When budgets are introduced just hours before a final vote, “you don’t see this kind of thing,” Demmer said. “And it turns out, they create this fund that really gives the governor authority to make multibillion-dollar decisions without any notification or input from the General Assembly.”
Lawmakers aren’t scheduled to return to Springfield until after the new year, and Democrats seldom need Republican votes to pass legislation.
But Demmer has introduced a proposal that would require the governor to inform legislative leaders in both parties before he spends money from the special fund and ultimately get approval from lawmakers for any outlay. The money would have to be repaid from the general fund if legislators don’t approve.
Pritzker’s plans for the additional $2 billion in spending were easy to overlook.
A June 21 document from the governor’s budget office breaks down $2.8 billion in COVID-19 relief spending in the current year makes but no mention of the other money. Neither does the administration’s initial August report to the federal government on the state’s recovery plan.
“These reports focused on identified projects that will be funded by state fiscal recovery funds while other amounts are still preliminary,” Abudayyeh said in an emailed response to questions. “Additional reporting on expenditures of revenue replacement dollars will be provided to U.S. Treasury pursuant to their reporting requirements which are still evolving.”
There was a mention of “$2-$3 billion to replace lost revenues to the state to fund essential government services” in a news release from the governor’s office the day he enacted the spending plan.
The governor’s budget office also provides monthly reports on spending of the federal relief funds to the Legislative Budget Oversight Commission and testifies before the bipartisan panel quarterly.

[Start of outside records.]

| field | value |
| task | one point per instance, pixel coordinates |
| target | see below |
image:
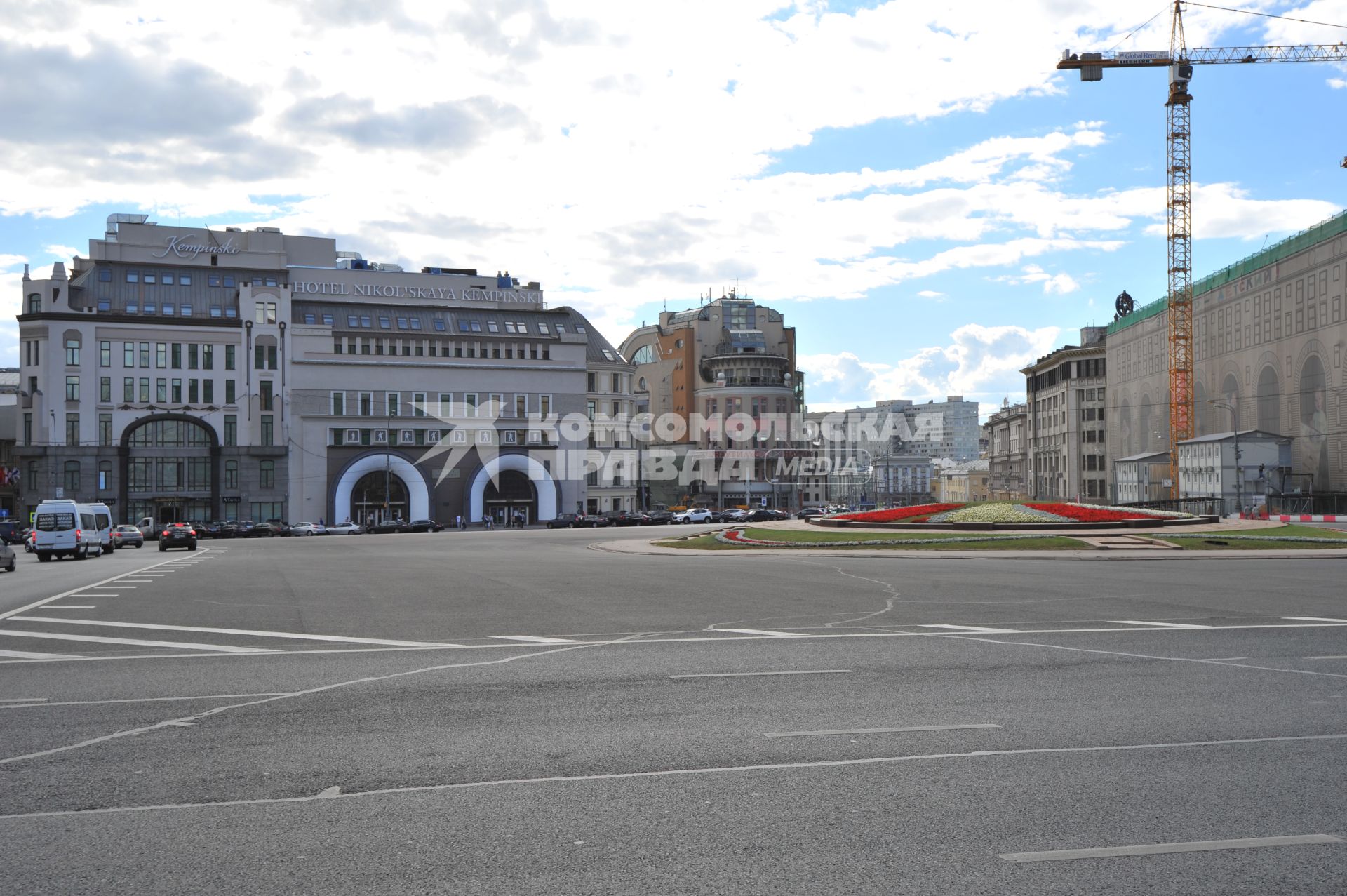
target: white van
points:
(102, 523)
(65, 528)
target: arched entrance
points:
(511, 493)
(417, 495)
(379, 496)
(516, 474)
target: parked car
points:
(127, 537)
(178, 535)
(257, 530)
(628, 518)
(11, 533)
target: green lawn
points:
(1226, 542)
(963, 543)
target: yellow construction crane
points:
(1180, 60)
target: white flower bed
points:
(996, 514)
(723, 538)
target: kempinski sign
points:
(441, 294)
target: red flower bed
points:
(897, 514)
(1090, 514)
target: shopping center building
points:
(186, 373)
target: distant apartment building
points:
(735, 361)
(1066, 398)
(1007, 434)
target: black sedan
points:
(178, 535)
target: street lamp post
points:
(1234, 430)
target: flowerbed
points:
(894, 514)
(1095, 514)
(736, 537)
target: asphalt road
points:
(519, 713)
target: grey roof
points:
(1244, 434)
(596, 345)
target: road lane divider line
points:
(232, 631)
(1156, 849)
(667, 773)
(972, 628)
(877, 730)
(29, 655)
(799, 671)
(758, 631)
(99, 639)
(142, 700)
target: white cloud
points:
(1059, 283)
(590, 143)
(978, 363)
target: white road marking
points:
(237, 631)
(1155, 849)
(77, 591)
(671, 773)
(878, 730)
(29, 655)
(819, 636)
(222, 648)
(145, 700)
(803, 671)
(758, 631)
(970, 628)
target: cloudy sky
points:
(912, 184)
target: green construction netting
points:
(1276, 253)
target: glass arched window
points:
(1269, 401)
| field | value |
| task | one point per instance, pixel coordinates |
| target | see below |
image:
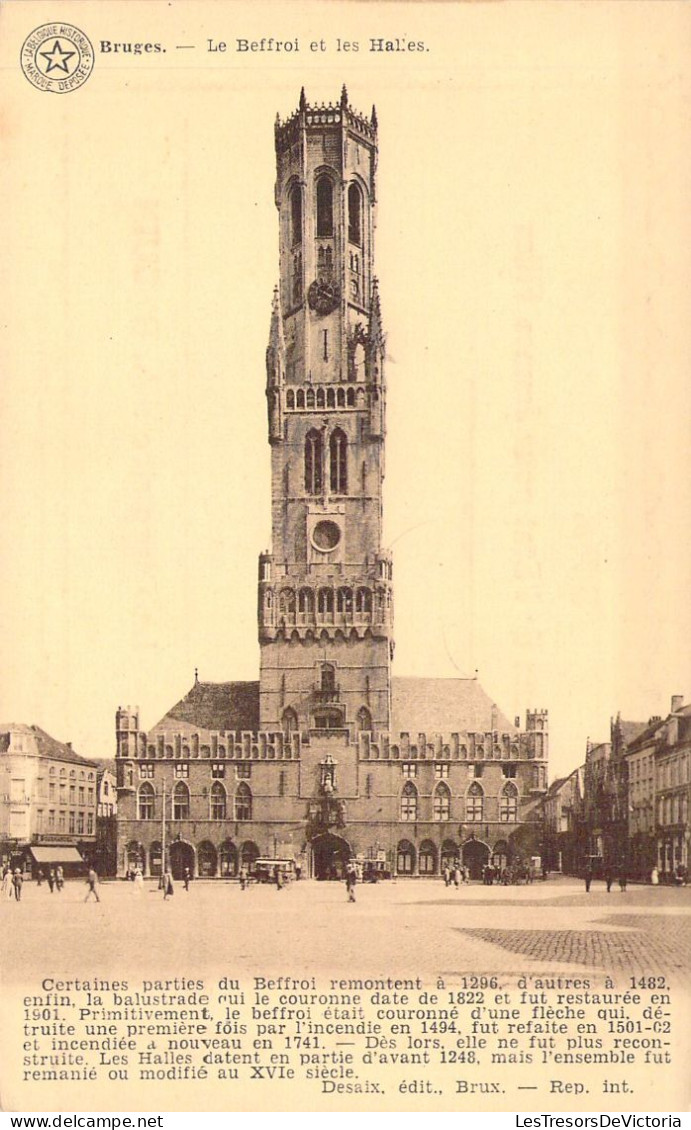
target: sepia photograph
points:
(346, 706)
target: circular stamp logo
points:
(57, 58)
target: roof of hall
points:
(443, 706)
(418, 706)
(215, 706)
(44, 745)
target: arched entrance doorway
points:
(206, 859)
(449, 853)
(182, 855)
(134, 857)
(500, 854)
(248, 854)
(228, 859)
(330, 854)
(475, 855)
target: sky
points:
(532, 251)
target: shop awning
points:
(60, 853)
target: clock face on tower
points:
(323, 296)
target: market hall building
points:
(327, 755)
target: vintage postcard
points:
(346, 737)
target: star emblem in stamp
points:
(57, 58)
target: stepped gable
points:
(213, 706)
(444, 706)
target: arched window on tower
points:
(181, 801)
(325, 263)
(327, 680)
(409, 801)
(145, 802)
(217, 805)
(442, 802)
(324, 207)
(338, 450)
(313, 461)
(364, 720)
(243, 802)
(297, 276)
(289, 721)
(474, 803)
(296, 215)
(355, 215)
(508, 803)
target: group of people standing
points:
(454, 875)
(609, 878)
(12, 881)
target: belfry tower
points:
(325, 605)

Using a Treasury Department formula that takes into account pre-pandemic growth, the governor’s office determined the state revenues were roughly $3 billion less in 2020 than they would have been absent the coronavirus-induced slowdown, Abudayyeh said. The federal rules permit the state to use the relief money to make up for that lost revenue, as long as it’s spent on government services that are allowed in the American Rescue Plan.
States can’t use the relief money to pay off most debts or make deposits into pension plans — both major drawbacks for chronically cash-strapped Illinois.